Потом говорили о том, что теперь вообще угрожает большой прилив в Париж и отлив оттуда. Шеф возразил на это: «О, французы немногих выпустят, а мы пропустим лишь тех, у кого будет пропускной билет, – и то, может быть, не всех».

Говорили еще, будто Ротшильд уже выехал, снабженный пропускным билетом. На это шеф заметил: «Хорошо, если бы задержали его как военнопленного вольного стрелка. (Обращаясь к Кейделлю) Узнайте, пожалуйста, об этом деле».

Болен вскрикнул: «А вот Блейхредер приедет с челобитною от имени всего семейства Ротшильдов».

Потом речь шла о том удивительном обстоятельстве, что в «Daily Telegraph» помещено уже точное извлечение из подписанной вчера конвенции, затем говорили о Штибере.

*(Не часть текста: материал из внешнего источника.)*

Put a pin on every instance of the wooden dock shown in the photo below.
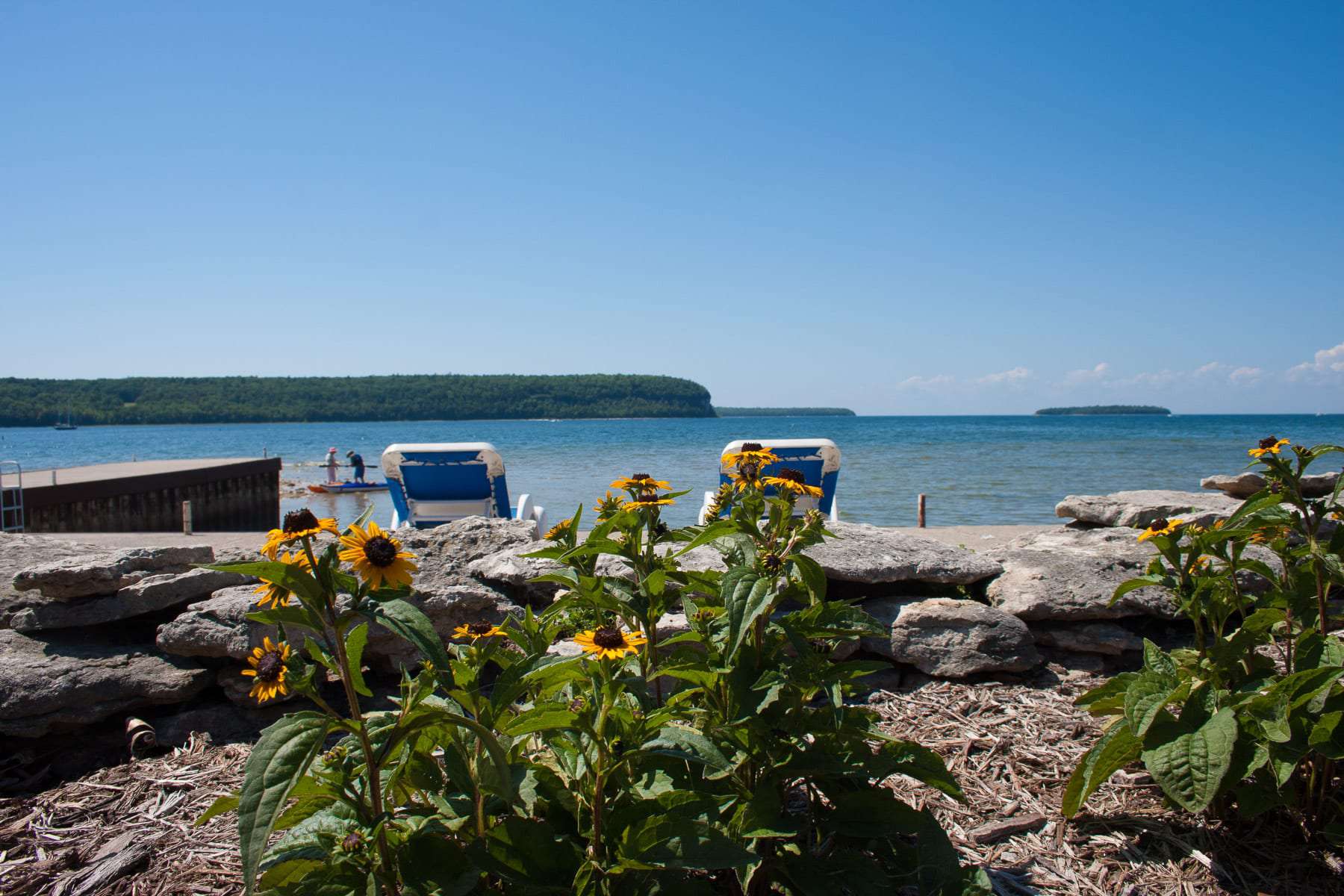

«Как вообще, – продолжал шеф в связи с предыдущим, – можно ошибаться в людях! Мне и без того нелегко узнать их, пока они не заговорят. Когда я на этих днях шел к Фавру, я вижу в сумерках перед дверью человека, который возбудил во мне подозрение. Мне казалось, что это был лакей зятя Фавра, шляющийся тут, так как он был похож на испанца. Когда он подошел ко мне, я тотчас схватился за шпагу, чтобы иметь ее наготове. Тогда он приветствовал меня: «Добрый вечер, ваше превосходительство!» Я рассмотрел его получше и оказалось, что это Штибер».

Понедельник, 30-го января. Рано утром погода туманная, холод умеренный, термометр почти что на точке замерзания. Фавр, говорят, не остался в Версале, а уже поздно вечером вернулся в Париж. Я телеграфировал разные известия в Берлин, Кёльн и Лондон о беспрепятственном занятии нами парижских фортов; о том, что там возможен вскоре голод; о трудности быстрого подвоза провизии из дальних мест и о нашей готовности содействовать устранению опасности доставлением необходимого из наших запасов. В печати надобно также предостерегать от стремления в главную квартиру.